UN Deputy Spokesperson Farhan Haq told reporters in New York that the OIOS was not able to independently authenticate information used by Israel to support the allegations it provided, which when revealed earlier this year generated sufficient concern globally to cause a number of major donor countries to cut off funding for UNRWA, most of which have quietly resumed providing some aid once the OIOS investigation had been launched.
There were ten of a total of nineteen cases in which OIOS was unable to verify Israeli allegations independently, saying there was zero or insufficient evidence to support the claims of staff members’ involvement. With respect to these ten cases, “appropriate measures will be taken in due course, in conformity with UNRWA Regulations and Rules” according to a media note released by the Secretary General’s office.

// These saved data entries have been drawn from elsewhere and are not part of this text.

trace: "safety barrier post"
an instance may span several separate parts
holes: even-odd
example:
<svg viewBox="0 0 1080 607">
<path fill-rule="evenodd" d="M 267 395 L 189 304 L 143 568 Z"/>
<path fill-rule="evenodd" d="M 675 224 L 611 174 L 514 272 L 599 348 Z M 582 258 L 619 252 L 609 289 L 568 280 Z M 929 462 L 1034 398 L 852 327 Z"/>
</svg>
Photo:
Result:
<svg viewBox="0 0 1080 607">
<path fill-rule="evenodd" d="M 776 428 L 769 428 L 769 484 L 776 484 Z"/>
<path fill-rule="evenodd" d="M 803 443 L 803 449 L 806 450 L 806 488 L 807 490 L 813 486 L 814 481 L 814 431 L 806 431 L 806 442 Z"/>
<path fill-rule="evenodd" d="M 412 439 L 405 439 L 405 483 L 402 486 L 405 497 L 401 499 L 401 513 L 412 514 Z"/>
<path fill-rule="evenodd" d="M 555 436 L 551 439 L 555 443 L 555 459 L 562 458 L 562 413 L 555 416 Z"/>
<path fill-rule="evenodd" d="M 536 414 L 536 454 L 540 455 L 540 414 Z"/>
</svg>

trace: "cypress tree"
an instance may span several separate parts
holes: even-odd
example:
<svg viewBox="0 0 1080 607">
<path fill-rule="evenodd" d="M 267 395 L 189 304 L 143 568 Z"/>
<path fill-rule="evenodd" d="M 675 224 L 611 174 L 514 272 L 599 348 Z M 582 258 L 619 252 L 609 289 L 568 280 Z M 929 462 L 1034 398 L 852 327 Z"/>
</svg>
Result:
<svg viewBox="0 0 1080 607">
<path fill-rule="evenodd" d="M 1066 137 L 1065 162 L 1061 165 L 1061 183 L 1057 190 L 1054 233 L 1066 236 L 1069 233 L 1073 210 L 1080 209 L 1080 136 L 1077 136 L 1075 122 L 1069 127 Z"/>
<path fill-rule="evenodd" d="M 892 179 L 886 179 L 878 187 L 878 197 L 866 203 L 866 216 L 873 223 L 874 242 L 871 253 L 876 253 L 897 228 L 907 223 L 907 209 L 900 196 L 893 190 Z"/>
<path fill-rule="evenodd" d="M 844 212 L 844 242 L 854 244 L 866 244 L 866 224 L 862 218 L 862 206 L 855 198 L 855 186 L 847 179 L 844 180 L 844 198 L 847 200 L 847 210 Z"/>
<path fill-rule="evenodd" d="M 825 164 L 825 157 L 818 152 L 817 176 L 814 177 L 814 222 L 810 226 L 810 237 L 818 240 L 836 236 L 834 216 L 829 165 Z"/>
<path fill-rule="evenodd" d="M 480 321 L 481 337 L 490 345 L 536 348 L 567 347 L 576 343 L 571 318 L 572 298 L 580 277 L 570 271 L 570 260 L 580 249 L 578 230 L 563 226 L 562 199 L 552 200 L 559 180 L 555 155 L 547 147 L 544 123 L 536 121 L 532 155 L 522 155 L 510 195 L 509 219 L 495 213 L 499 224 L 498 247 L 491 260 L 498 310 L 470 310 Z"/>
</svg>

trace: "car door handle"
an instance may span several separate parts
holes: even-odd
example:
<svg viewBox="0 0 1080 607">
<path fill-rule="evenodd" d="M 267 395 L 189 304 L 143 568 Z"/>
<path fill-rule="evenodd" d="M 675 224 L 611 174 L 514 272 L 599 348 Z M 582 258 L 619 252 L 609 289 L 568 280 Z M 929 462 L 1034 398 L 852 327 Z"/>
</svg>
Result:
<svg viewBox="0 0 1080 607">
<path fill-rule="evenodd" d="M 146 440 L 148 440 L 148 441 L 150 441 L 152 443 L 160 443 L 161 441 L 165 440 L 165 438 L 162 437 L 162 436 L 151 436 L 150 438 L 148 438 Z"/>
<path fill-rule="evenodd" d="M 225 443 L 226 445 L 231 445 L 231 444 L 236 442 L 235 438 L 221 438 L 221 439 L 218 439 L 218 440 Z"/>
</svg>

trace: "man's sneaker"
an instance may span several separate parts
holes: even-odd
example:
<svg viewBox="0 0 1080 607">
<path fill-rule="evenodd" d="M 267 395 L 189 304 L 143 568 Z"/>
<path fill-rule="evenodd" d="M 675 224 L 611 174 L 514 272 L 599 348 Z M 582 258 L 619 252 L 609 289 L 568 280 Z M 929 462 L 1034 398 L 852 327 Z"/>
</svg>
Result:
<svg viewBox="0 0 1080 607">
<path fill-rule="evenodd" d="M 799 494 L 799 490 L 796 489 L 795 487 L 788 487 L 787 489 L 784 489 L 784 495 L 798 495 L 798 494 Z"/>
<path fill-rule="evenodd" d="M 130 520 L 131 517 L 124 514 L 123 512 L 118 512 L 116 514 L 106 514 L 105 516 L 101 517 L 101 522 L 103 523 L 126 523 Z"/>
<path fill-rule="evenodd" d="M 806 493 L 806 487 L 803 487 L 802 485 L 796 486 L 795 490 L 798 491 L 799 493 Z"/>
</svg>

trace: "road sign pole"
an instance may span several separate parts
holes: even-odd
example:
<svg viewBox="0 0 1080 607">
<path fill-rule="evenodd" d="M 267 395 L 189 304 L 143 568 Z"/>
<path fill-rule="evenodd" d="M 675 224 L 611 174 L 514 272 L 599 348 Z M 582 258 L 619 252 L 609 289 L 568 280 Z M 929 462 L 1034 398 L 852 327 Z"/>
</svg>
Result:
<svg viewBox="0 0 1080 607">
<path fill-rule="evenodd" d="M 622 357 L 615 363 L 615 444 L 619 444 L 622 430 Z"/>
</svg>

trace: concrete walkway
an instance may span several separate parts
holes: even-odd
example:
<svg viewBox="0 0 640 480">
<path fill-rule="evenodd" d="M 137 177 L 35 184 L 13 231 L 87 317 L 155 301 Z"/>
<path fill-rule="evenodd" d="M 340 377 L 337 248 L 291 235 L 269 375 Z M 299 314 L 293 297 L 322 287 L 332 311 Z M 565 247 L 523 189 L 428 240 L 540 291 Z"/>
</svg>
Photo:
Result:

UNRWA had previously fired twelve staffers and put seven others on administrative leave without pay over the claims. The group of nine staffers the U.N. announced it had fired August 5 includes some from each group, according to UNRWA.
Israel has escalated calls for UNRWA’s shutdown since the war began, with this idea remaining a longstanding part of UN reform proposals put forward by U.S. Republicans.
Israel has long accused UNRWA of collaborating with Hamas and turning a blind eye to the militant group’s activities. Throughout the war, it has released images of tunnels built next to UNRWA facilities and charged that many more UNRWA staffers than those who have been fired are members of militant groups. Israel has also expressed sharp disagreement with statements coming from various levels of the UN system minimizing the scandal as a case of “a few bad apples.”
During the war, far-right Israeli protesters demonstrating against the agency have set portions of the its facility in Jerusalem ablaze.
The spokesperson for Israel’s Ministry of Foreign Affairs, wrote on X following the announcement of the firings that Israel was again calling for donor countries to suspend UNRWA’s funding “as the funds may go to terrorist elements.”
“UNRWA is part of the problem and not part of the solution, and anyone who seeks the best interests of Israel, the Gaza Strip and the region should act to replace UNWRA’s activities with other agencies,” he wrote.
It is too little too late, but the truth is starting to come to light.
The probe by the UN's Office of Internal Oversight Services (OIOS) proves that Israel's assertions about the involvement of UNRWA employees in the October 7 massacre are credible and true.